Incriminating text messages between lovers are being used as evidence in divorce cases as proof of adultery: http://www.nytimes.com/2009/12/09/us/09text.html?ref=us.

Here's a piece about a very curious Supreme Court trial regarding anticorruption cases: http://www.nytimes.com/2009/12/09/us/09scotus.html?ref=us.

Lead: "Most dropouts leave college because they have trouble going to school while working to support themselves": http://www.nytimes.com/2009/12/10/education/10graduate.html?_r=1&ref=us. The bitch from the Gates Foundation, quoted at the end, is fucking clueless:

“If you try to leave a cellphone system, they almost won’t let you leave, and I just wonder if there’s something we need to think about in higher education,” she said. “We need a system where, if someone is struggling, if professors notice that somebody is missing a lot of classes, if someone doesn’t early register, they immediately go to student-life services, and someone reaches out.”

Good idea, but what public college has the money to support this kind of vigilance? (Maybe the Gates Foundation can help fund that.) Attending classes, early registration, and student-life services can't help pay the bills if that's what the problem is. (Maybe the Gates Foundation can help with that, too.)

Many are looking at the VAT tax scheme as a solution to ballooning deficit and better option than cutting spending and taxing the rich (coughwhynotfuckthoseassholes?cough): http://www.nytimes.com/2009/12/11/business/11vat.html?_r=1&hp. I think this is, basically, how companies and corporations do things under the radar now. Every time they are taxed for a product, they automatically add the tax to the price of the good so they, essentially, don't pay a tax — the costumers pay it for them. With VAT, though, it seems like the burden will, ideally, be shifted where it was supposed to be in the first place.

The former Que Bar (RIP) location has changed hands and become a new bar featuring a 24-beer tap lineup: http://www.press-citizen.com/article/20091211/NEWS01/912110302/1079. Without the pool tables, though, it will never be the same. We want pool! We want pool!

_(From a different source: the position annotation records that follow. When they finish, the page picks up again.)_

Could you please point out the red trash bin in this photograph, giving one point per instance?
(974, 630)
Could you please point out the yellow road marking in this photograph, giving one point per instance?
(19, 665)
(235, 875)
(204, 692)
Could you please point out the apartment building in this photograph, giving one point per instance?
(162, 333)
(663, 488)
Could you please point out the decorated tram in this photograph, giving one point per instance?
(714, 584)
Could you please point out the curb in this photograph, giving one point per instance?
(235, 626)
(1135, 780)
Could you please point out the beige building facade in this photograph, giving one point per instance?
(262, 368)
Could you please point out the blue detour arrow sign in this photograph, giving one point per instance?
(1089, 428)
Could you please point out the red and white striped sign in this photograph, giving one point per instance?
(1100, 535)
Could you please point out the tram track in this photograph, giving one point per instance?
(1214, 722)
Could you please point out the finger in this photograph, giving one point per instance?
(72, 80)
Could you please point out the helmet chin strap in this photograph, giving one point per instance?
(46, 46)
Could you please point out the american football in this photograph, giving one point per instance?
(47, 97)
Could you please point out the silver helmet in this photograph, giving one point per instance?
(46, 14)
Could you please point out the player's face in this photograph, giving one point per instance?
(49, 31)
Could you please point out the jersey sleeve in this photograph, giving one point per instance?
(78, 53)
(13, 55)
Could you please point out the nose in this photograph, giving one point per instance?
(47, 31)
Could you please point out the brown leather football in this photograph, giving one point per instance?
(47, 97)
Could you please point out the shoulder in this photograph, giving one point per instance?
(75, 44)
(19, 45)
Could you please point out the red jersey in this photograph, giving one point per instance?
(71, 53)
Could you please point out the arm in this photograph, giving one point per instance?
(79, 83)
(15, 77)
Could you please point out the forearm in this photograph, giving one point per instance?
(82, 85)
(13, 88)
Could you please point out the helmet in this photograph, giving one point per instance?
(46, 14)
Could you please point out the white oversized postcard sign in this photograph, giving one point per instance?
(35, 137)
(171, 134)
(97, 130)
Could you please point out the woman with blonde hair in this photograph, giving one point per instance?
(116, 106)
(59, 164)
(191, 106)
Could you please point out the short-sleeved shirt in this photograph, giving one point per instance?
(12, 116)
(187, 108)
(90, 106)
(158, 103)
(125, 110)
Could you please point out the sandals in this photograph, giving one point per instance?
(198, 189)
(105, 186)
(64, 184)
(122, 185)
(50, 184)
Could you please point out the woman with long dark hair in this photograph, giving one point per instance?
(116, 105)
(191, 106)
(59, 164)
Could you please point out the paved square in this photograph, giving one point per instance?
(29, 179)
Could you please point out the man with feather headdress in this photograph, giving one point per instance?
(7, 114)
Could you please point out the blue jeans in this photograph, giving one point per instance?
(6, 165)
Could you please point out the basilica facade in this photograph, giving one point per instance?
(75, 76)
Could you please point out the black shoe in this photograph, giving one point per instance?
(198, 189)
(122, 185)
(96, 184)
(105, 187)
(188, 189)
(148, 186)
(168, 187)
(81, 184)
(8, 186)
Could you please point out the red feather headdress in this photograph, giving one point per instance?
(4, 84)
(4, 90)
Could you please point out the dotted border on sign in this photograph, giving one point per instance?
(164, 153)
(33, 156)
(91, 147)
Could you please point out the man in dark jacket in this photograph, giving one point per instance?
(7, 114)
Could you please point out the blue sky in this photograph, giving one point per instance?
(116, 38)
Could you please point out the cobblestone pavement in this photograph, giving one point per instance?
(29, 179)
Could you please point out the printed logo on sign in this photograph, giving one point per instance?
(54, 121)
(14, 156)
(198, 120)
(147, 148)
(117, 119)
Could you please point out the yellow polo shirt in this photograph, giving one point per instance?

General craziness is going on in Arizona with "America's toughest sheriff": http://www.latimes.com/news/nation-and-world/la-na-joe-arpaio12-2009dec12,0,2123666.story.

LAT editorial regarding Facebook's recent "privacy" overhaul and how its business interests trump those of its users: http://www.latimes.com/news/opinion/editorials/la-ed-facebook12-2009dec12,0,4419776.story. Facebook is not your friend, yet we all still have accounts.

UC students took their protest against budget cuts and tuition increases to the house of the UC Berkeley president on Friday night: http://www.latimes.com/news/local/la-me-berkeley13-2009dec13,0,7427385.story. More power to them. Keep up the civil disobedience.

Religious activists in Ashville, North Carolina want to take the city to court because an atheist city councilman violates state law by not believing in God: http://www.nytimes.com/2009/12/13/us/13northcarolina.html?_r=1&ref=us.

A bill currently in debt in Congress aims to curb loud TV commercials: http://www.latimes.com/news/nation-and-world/la-na-loud-commercials14-2009dec14,0,4886590.story. Of course, the bill has it's detractors, and Joe Barton, a representative from Texas feels there are better things to worry about:

"In this spirit of things that annoy us, I'd like Congresswoman Eshoo to introduce a bill soon to repeal the excessive-celebration rule in sports. It just really irritates me when my team scores a touchdown and they get penalized because they hold the football up."